Cela étant, il est à noter que ces décisions ont été rendues avant ou très peu de temps après la décision d'un confinement national, annoncée au soir du lundi 16 mars 2020 par le Président de la République, lors d'une adresse à la nation, et entrée en vigueur dès le lendemain, à 12 heures. A la date des infractions qu’il a commises, Désiré aura peut-être davantage de difficultés à faire valoir qu’il n’a absolument pas pu éviter, par des « mesures appropriées », aux effets délétères de l’épidémie.
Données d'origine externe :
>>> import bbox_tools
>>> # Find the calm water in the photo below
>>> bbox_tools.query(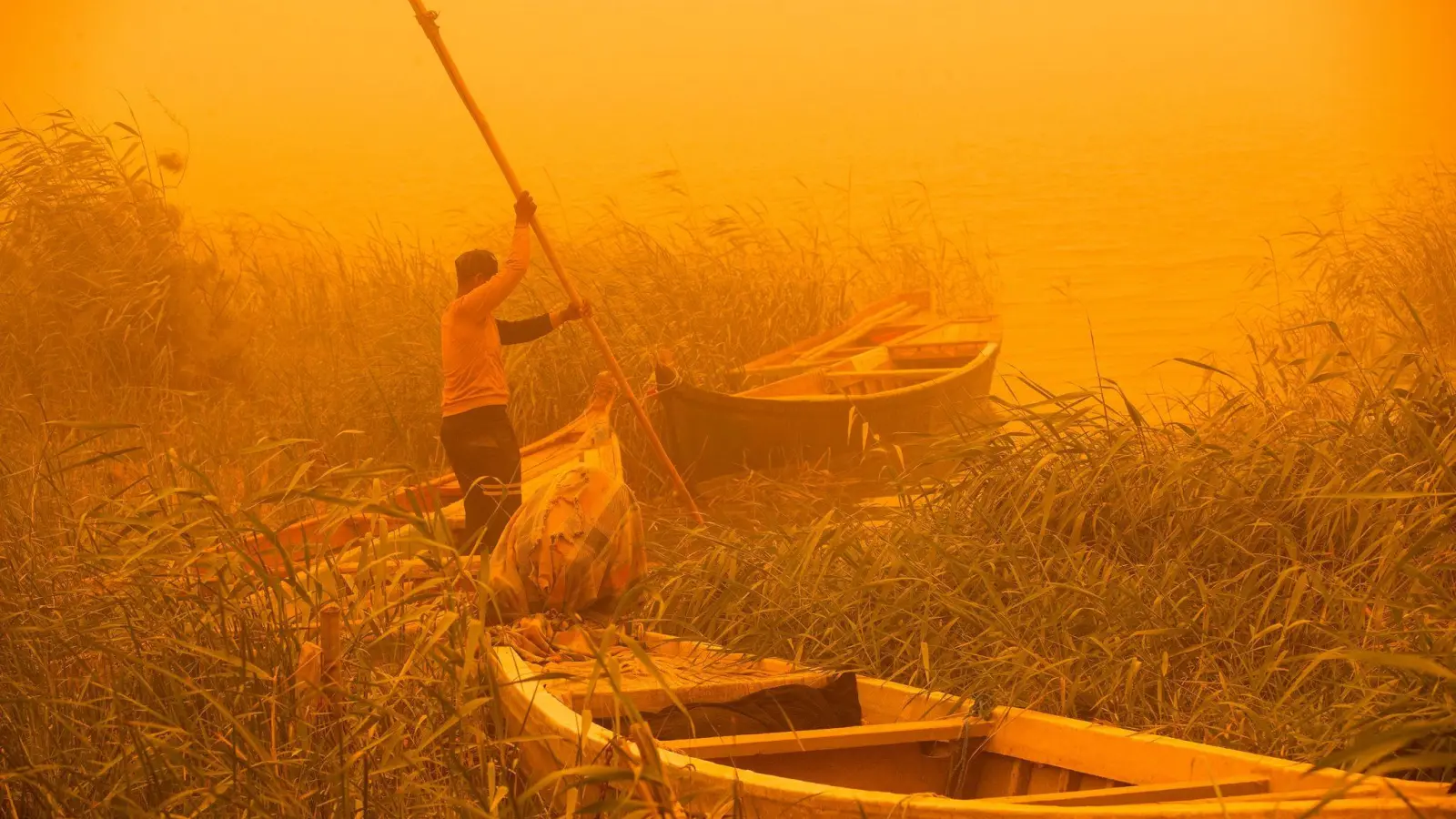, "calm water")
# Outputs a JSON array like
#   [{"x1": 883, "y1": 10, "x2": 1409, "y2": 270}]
[{"x1": 0, "y1": 0, "x2": 1456, "y2": 392}]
Dans cette perspective, il lui faudrait établir et convaincre le juge du fait qu’il n’a pu anticiper et donc satisfaire les obligations sanitaires et de confinement, ce qui reste envisageable puisque à l’époque des faits qui lui sont reprochés, les mesures étaient encore nouvelles, et que l’une des décisions rapportées (CA Colmar, 6e ch., ord., 23 mars 2020, préc.), mentionne expressément le dispositif de confinement tout en retenant le cas de force majeure auquel le demandeur se trouvait confronté et qui justifiait son absence à l’audience.
D’autres éléments doivent également être pris en considération pour affiner la réponse à apporter à Désiré : d’une part, l’élément géographique : son audience doit se tenir à Paris ; à l’instar d’une ville comme Colmar, où deux des décisions précitées ont été rendues, la capitale se situe dans une région, l’Ile-de-France, qui représente (même dans une moindre mesure), un foyer important de contamination. Cet élément pourrait donc lui être favorable. On ne sait rien, en revanche, du dispositif numérique dont dispose la juridiction qui doit procéder à son jugement, alors que cet élément se révèle, dans toutes les décisions récentes rapportées, également déterminant.
Conclusion : Par conséquent, il semble résulter de tout ce qui précède que Désiré a de fortes chances de voir son refus d’être présent à l’audience justifié par la force majeure, malgré les incertitudes qui demeurent, à l’instar de celles qui entourent le virus ravageur dont on ne peut que souhaiter, malgré la désinvolture dont il a fait preuve, qu’il en a été épargné.